逆井卓馬 先生が贈る科学と日常の謎を交えた青春ラブストーリー。第2巻は“日知”と
“甘南備”を陥れる怪文書を掲出した犯人を捜すべく“出田”たちが天狗の謎に迫ります。
(イラスト:遠坂あさぎ 先生)

https://dengekibunko.jp/product/rigakubu/322410000811.html


生物部に古くから残る「天狗の正体について」と題した報告書。これを科学的に解明する
と意気込む“岩間”たちが合宿に臨む、というこれもまた青春たる雰囲気を醸し出す中で
“出田”の妹が安易なラブコメは許さないとも言わんばかりの意思を示すのがまず印象的。

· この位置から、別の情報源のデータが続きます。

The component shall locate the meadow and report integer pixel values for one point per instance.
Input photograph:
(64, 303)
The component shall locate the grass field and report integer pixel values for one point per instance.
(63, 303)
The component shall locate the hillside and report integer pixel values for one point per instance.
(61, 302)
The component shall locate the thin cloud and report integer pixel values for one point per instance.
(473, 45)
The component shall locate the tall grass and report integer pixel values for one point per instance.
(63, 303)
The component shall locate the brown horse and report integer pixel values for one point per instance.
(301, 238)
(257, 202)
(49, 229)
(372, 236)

フィールドワークをこなす中で、オカルトじみた話やサブカルチャーっぽいネタも絡めて
コメディっぽい流れを作る構成は一見すると微笑ましく。ただそれすらも天狗の謎を追う
“出田”たちをミスリードさせる要素として使ってくるあたりは容赦ないミステリの風格。

青春の1ページに潜むほんの僅かな違和感に気付く“甘南備”と“日知”。その積み重ね
によって明らかになる冒頭の怪文書騒動、そして天狗祭事件の真相には唖然とするばかり。
人生を左右する結末を導いた“出田”が悩みつつも唯一の正解を得た点を救いに感じます。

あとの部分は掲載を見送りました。